Der Anspruch des Klägers besteht darüber hinaus unabhängig von seinem Alter. Insbesondere hat er keinen diesen Bedarf ersetzenden oder vorrangig geltend zu machen Anspruch gegen seine Eltern. Die sich aus § 1601 Bürgerliches Gesetzbuch (BGB) ergebende Unterhaltspflicht der Eltern beinhaltet zwar auch eine grundlegende medizinische und pflegerische Unterstützung. Das Maß der hier für den Kläger erforderlichen Unterstützung und Begleitung geht jedoch weit über das hinaus, was die Eltern zu erbringen gesetzlich verpflichtet sind. Im Übrigen besteht eine Unterhaltspflicht im engeren Sinne immer nur insoweit, als die Eltern leistungsfähig sind (BeckOGK/Selg, 15.11.2024, BGB § 1601 Rn. 11-12). Diese Leistungsfähigkeit ist vorliegend angesichts der Berufstätigkeit der Eltern und der weiteren im Haushalt lebenden und der Unterstützung ebenfalls bedürfenden Geschwister eingeschränkt.

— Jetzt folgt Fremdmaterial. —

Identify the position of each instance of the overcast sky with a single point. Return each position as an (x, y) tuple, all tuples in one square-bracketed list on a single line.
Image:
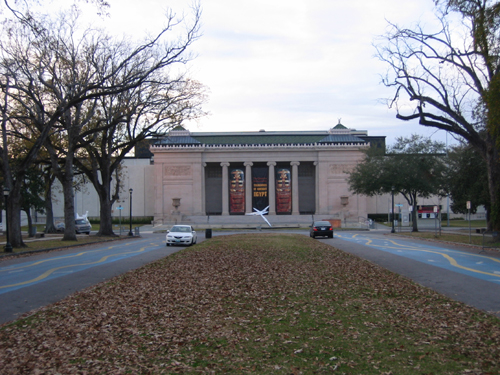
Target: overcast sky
[(289, 64)]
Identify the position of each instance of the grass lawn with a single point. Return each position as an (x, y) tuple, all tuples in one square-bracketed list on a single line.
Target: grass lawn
[(255, 303)]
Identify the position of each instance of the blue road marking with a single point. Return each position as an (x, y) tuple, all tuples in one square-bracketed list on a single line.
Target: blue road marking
[(475, 265), (28, 273)]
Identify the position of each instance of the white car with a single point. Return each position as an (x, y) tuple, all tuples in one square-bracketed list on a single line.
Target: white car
[(181, 235)]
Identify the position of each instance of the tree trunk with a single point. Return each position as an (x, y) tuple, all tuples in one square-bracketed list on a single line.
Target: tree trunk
[(493, 165), (30, 223), (69, 202), (414, 217), (106, 228), (49, 212)]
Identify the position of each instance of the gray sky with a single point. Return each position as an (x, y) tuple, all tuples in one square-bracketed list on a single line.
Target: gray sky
[(289, 64)]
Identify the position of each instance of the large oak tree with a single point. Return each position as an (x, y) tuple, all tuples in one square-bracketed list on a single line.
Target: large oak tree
[(448, 77), (414, 167)]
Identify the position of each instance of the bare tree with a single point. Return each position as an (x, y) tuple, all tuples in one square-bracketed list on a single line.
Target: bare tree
[(57, 73), (128, 118), (448, 78)]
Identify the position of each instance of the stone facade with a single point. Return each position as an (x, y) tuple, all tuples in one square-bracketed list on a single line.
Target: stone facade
[(302, 174)]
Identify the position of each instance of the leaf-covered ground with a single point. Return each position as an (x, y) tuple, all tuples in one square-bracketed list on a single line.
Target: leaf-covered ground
[(268, 303)]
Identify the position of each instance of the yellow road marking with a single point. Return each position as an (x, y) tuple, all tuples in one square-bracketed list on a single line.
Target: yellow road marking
[(51, 271), (450, 259), (7, 269)]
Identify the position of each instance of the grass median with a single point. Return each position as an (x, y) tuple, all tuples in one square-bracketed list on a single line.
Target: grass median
[(255, 303)]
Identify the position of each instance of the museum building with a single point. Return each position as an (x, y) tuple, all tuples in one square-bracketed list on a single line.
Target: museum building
[(205, 177)]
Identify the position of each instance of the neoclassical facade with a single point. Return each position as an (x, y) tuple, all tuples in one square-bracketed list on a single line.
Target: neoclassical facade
[(220, 177)]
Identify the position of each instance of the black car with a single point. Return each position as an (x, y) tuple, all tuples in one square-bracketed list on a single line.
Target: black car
[(321, 228)]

Der Nachrang der Eingliederungshilfe nach § 91 SGB IX bleibt gewahrt. Nach § 91 Abs. 1 SGB IX erhält Eingliederungshilfe nicht, wer die erforderliche Leistung von anderen oder von anderen Sozialleistungsträgern erhält. Im Falle des Klägers ist der Anspruch auf Verhinderungspflege gegenüber der Pflegekasse ausgeschöpft.

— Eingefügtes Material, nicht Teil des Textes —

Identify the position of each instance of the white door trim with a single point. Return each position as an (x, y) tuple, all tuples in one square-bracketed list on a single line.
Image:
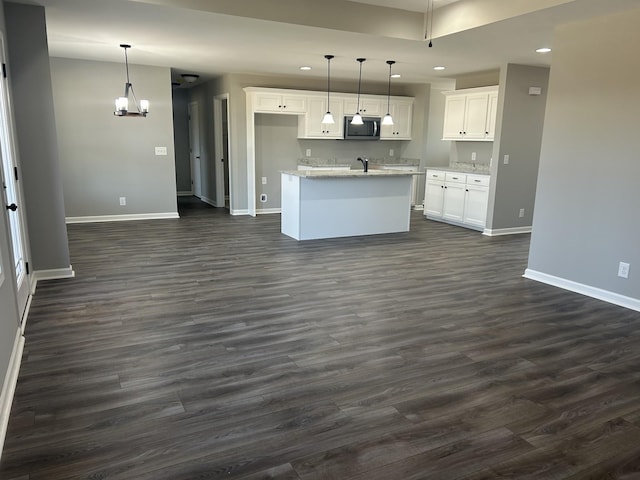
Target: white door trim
[(219, 151)]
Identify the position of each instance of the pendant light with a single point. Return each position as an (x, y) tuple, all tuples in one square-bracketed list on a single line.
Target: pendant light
[(122, 103), (357, 118), (328, 118), (388, 119)]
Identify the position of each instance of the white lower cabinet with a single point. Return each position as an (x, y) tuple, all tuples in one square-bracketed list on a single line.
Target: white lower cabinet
[(454, 190), (457, 198)]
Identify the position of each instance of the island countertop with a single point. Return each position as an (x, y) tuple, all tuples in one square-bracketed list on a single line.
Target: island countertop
[(349, 173)]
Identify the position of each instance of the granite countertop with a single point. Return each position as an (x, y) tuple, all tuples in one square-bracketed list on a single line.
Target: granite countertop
[(479, 170), (316, 162), (349, 173)]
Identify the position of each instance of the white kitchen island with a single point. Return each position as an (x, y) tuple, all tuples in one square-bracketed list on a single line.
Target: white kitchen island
[(344, 203)]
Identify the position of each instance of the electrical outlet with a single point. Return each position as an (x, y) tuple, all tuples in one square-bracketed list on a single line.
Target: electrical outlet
[(623, 270)]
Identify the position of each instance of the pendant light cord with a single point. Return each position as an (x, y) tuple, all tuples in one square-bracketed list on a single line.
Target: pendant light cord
[(390, 62), (361, 60)]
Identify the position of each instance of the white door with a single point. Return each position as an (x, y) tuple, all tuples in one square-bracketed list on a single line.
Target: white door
[(194, 149), (12, 199), (221, 140)]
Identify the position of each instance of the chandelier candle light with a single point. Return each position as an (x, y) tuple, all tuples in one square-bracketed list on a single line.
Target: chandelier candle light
[(122, 103), (328, 118), (357, 118), (388, 119)]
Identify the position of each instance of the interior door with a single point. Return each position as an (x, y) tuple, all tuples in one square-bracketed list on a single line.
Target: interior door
[(194, 149), (11, 197)]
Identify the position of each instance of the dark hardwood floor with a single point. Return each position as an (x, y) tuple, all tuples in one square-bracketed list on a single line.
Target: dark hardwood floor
[(215, 347)]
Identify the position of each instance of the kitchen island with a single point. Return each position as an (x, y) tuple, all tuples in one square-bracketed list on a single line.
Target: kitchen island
[(344, 203)]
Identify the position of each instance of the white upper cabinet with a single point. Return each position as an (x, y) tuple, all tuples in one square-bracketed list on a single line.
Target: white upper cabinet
[(277, 103), (402, 113), (311, 106), (312, 127), (470, 114), (369, 107)]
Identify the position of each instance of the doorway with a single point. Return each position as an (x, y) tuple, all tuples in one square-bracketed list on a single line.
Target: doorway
[(12, 196), (224, 197), (194, 150)]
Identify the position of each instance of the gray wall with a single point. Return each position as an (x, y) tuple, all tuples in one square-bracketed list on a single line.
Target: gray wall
[(181, 139), (8, 307), (519, 135), (233, 85), (104, 157), (586, 218), (36, 135)]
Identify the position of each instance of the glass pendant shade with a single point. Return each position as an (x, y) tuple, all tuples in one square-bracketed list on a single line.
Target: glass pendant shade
[(122, 103), (328, 118)]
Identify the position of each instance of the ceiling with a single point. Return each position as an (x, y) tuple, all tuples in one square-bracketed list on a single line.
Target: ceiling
[(276, 37)]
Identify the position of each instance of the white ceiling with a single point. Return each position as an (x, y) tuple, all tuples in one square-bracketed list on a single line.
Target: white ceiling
[(273, 37)]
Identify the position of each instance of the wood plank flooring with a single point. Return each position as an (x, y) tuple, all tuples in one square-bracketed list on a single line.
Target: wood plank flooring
[(214, 347)]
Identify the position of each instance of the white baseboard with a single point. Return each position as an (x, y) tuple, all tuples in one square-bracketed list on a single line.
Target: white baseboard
[(209, 201), (9, 386), (239, 212), (268, 210), (53, 274), (506, 231), (593, 292), (122, 218)]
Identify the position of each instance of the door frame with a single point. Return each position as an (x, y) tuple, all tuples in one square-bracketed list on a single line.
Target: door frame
[(23, 283), (219, 152), (195, 161)]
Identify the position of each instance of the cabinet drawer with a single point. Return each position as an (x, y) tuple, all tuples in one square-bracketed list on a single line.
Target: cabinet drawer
[(452, 177), (435, 175), (478, 180)]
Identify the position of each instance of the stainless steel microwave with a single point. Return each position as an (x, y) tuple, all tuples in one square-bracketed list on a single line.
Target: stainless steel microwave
[(369, 130)]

Die Entscheidung des Beklagten steht dem Anspruch nicht entgegen. Soweit der Beklagte darauf verweist, der Kläger benötige zunächst eine Tagesstrukturierung, so ist genau dies eine der Aufgaben der zu gewährenden Assistenzleistungen.

Soweit Kosten bereits angefallen sind, so sind diese zu erstatten, weil sie notwendig waren und der Kläger die Assistenzleistungen Tag für Tag seit Antragstellung benötigte. Die Voraussetzungen für eine Kostenerstattung nach § 18 Abs. 6 SGB IX liegen vor. Die Leistungen wurden vorliegend auch von Fachkräften erbracht. Der Gesetzgeber definiert insoweit selbst nicht, was unter einer Fachkraft zu verstehen ist (Torsten Schaumberg in: Hauck/Noftz SGB IX, 4. Ergänzungslieferung 2024, § 78 SGB 9 2018, Rz 20). Pflegefachkräfte und Diplomsozialarbeiter dürften unstreitig dazu zählen. Den Beklagten trifft ohnehin der personenzentrierte Sicherstellungsauftrag nach § 95 SGB IX.

Die Entscheidung zu den Kosten ergibt sich aus §§ 193 Abs. 1, 183 SGG.